Dietary fat has been found to alter the incidence of cholesterol gallstones in hamsters: butterfat intensifies while safflower oil reduces lithiasis. We now report how dietary fat affects bile flow and biliary lipid secretion in this model. Male hamsters were fed one of three experimental diets: a control diet (containing 0.3% cholesterol); control diet +4.0% butterfat; or control diet +4.0% safflower oil. After three weeks, bile samples were collected via an external biliary fistula. The endogenous bile acid pool was depleted for 120 min followed by increasing rates of taurocholate infusion for 160 min. Basal secretion of biliary lipids was measured during the bile acid depletion period. Basal bile flow and bile acid output were not significantly different in the three groups. Dietary butterfat increased basal cholesterol output compared to the control diet (0.037 vs. 0.025 μmol/min·kg, respectively); safflower oil did not change cholesterol output (0.027 μmol/min·kg). Hamsters fed butterfat or safflower oil secreted more phospholipid (0.171 and 0.178 μmol/min·kg, respectively) than controls (0.131 μmol/min·kg). The cholesterol/phospholipid output ratio of the butterfat group was higher than the safflower oil group (0.220 vs. 0.153, respectively).

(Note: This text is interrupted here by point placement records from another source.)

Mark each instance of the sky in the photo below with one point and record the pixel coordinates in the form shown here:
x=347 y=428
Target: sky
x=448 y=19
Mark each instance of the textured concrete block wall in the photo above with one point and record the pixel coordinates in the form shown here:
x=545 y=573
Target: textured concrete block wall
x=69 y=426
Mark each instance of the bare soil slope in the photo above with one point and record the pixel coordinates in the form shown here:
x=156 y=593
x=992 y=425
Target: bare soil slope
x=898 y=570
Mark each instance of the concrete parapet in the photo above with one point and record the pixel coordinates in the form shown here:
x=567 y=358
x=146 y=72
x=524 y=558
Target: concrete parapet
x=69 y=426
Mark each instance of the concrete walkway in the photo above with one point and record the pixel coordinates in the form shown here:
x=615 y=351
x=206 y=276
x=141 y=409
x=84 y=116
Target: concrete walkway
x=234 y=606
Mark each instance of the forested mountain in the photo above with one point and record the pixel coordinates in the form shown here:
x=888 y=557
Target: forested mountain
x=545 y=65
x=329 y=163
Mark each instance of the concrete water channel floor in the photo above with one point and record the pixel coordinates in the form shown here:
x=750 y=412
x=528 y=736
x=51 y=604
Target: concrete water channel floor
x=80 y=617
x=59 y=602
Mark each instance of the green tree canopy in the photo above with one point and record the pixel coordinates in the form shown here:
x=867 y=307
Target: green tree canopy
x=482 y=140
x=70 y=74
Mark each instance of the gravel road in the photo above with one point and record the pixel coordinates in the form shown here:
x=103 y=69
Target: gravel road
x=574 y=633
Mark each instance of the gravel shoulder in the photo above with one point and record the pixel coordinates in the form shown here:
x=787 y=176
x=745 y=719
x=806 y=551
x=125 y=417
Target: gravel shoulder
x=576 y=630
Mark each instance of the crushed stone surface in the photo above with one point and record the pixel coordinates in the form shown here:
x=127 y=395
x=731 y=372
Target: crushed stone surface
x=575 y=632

Effects of dietary fat on several relationships between bile flow and biliary lipid secretion were analyzed by linear regression using the data for the entire bile collection period (bile acid depletion and taurocholate infusion). Butterfat and safflower oil did not change either bile acid dependent or bile acid independent bile flow. Hamsters fed butterfat had a higher linkage coefficient (slope) of cholesterol vs. bile acid output than the safflower oil group (0.023 vs. 0.009, respectively). The linkage coefficient of phospholipid vs. bile acid output of the butterfat group was higher than the controls (0.278 vs. 0.185, respectively). In summary, butterfat induced a high cholesterol and phospholipid secretion with a high cholesterol/phospholipid output ratio; safflower oil induced a high phospholipid secretion with a low cholesterol/phospholipid output ratio. Butterfat and safflower oil have different effects on biliary lipid secretion. These differences in biliary lipid secretion may explain, in part, how butterfat and safflower oil differ in affecting gallstone formation in hamsters.